Last week I shared a story my son told me to explain why he got a "B+" in his reading class instead of an "A", which he received in all his other classes. What he told me was a story about how his teacher doesn't encourage him properly. He said that his teacher has a favorite student, and when her favorite does poorly she says things to him like "You will do better next time", but when  he, my son, does poorly she says things like "You messed up". He also said that when the teacher's favorite does well she makes a big deal of it, but when he does well she says things like "You got it right this time". I had a couple of interesting responses to this and I want to share those before I let you in on my point of view.

Heidi said this: "I just want to remind you that a student's version of a story is very egocentric. Children don't always see things as they really are. On the other hand, it is hard to be positive, positive all the time. Nobody is perfect. However, I think your son has a behavior problem. This could be a reason why the teacher is less encouraging."

Victoria said: "I can't imagine how a teacher would allow an "A" student to get a "B-". She then proceeded to volunteer to visit the teacher for me.

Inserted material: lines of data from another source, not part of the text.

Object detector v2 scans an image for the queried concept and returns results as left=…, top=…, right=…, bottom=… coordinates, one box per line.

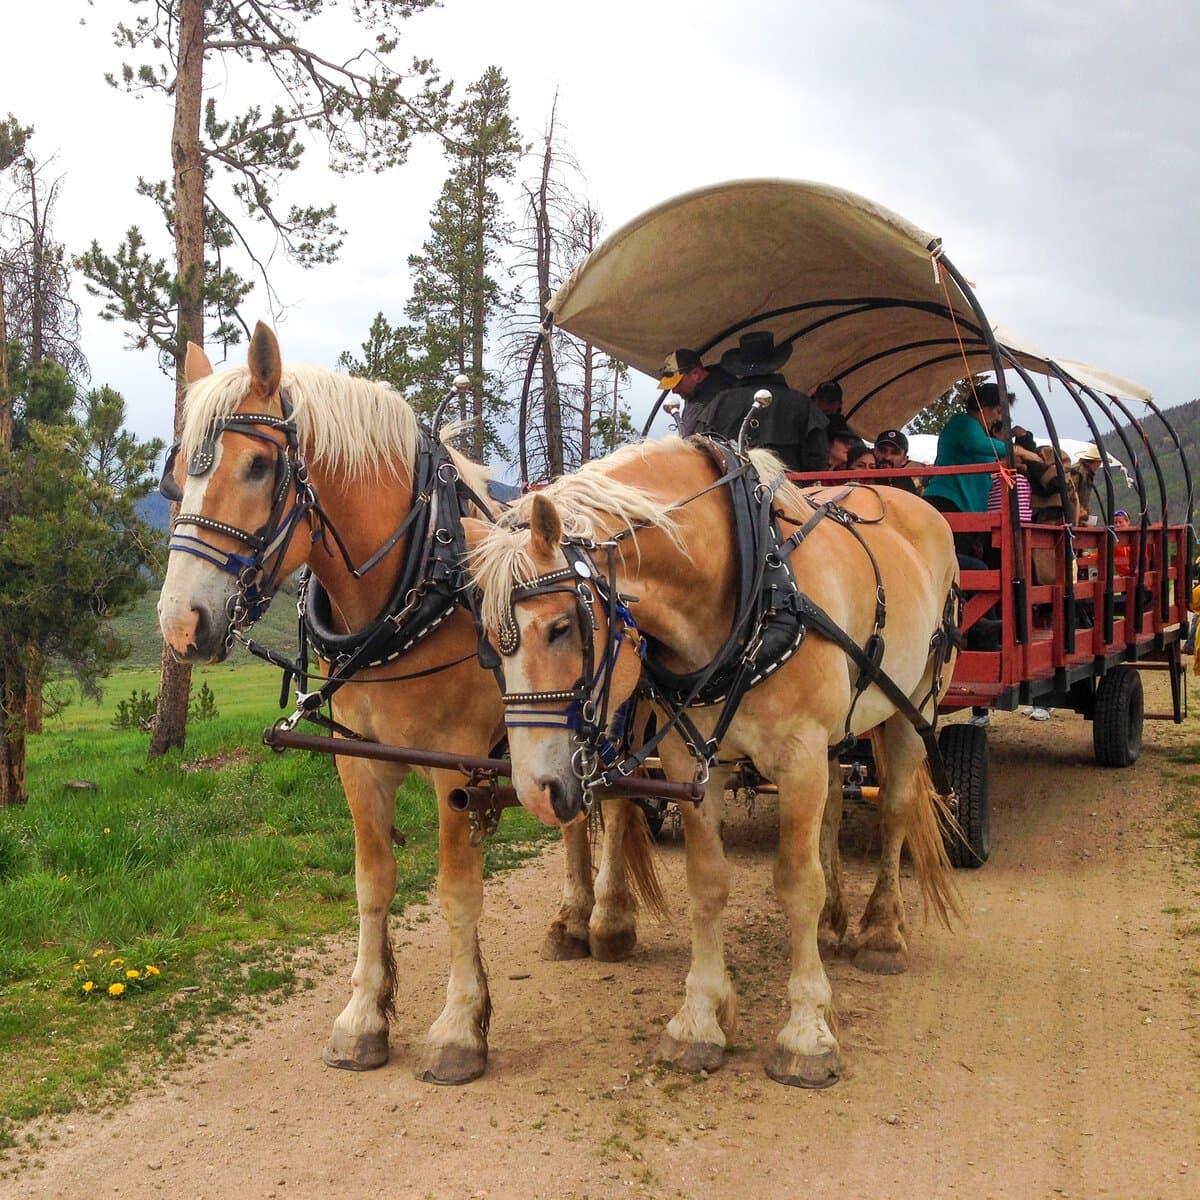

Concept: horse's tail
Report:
left=874, top=732, right=960, bottom=928
left=623, top=805, right=671, bottom=922
left=906, top=759, right=961, bottom=928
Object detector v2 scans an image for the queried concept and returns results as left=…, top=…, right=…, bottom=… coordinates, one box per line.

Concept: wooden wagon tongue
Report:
left=260, top=725, right=706, bottom=809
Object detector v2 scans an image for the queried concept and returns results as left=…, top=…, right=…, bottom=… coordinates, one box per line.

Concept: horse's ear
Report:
left=248, top=321, right=282, bottom=397
left=184, top=342, right=214, bottom=384
left=530, top=494, right=562, bottom=556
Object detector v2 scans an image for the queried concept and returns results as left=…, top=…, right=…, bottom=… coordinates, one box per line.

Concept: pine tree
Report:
left=0, top=352, right=161, bottom=805
left=76, top=0, right=450, bottom=755
left=404, top=66, right=522, bottom=459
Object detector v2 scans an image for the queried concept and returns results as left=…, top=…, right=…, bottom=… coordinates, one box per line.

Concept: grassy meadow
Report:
left=0, top=650, right=552, bottom=1155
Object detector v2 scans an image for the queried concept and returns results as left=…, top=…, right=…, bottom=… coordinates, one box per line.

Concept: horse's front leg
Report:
left=541, top=818, right=594, bottom=961
left=323, top=757, right=404, bottom=1071
left=413, top=768, right=490, bottom=1084
left=767, top=737, right=842, bottom=1088
left=651, top=758, right=735, bottom=1074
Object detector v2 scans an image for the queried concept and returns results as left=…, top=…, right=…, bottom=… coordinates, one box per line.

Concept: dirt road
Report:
left=12, top=686, right=1200, bottom=1200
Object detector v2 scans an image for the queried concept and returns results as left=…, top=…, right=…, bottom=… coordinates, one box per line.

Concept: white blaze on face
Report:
left=157, top=441, right=236, bottom=655
left=503, top=604, right=580, bottom=826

The fact is that the teacher has no fault here. Like the rest of us, teachers go to work each day to earn a living. Like the rest of us, a teacher does not place their job before their life. Like the rest of us, they do the best job they can with what they have, and at the end of the day go home to their second job. Now that my son is going to be 13, and is soon to start in middle school, I thought this might be a good time to fill him on one of the "FACTS OF LIFE"  we need to pass on to our children. I told him that his teacher does not care if he gets an "A" or a "B". That just isn't her problem. The only person responsible for whether he gets an "A" or a "B" is himself. Just because they don't love each other is not a good reason for him not do well in her class. I told him that he is probably the second or third best reader in her class. We already know he is one of only 6 students in the sixth grade carrying a straight "A" average. I simply pointed out that if he was willing to let his relationship with his teacher interfere with him reaching his goals, there is nothing anybody could do to help him. Of course, I also reminded him that I love him.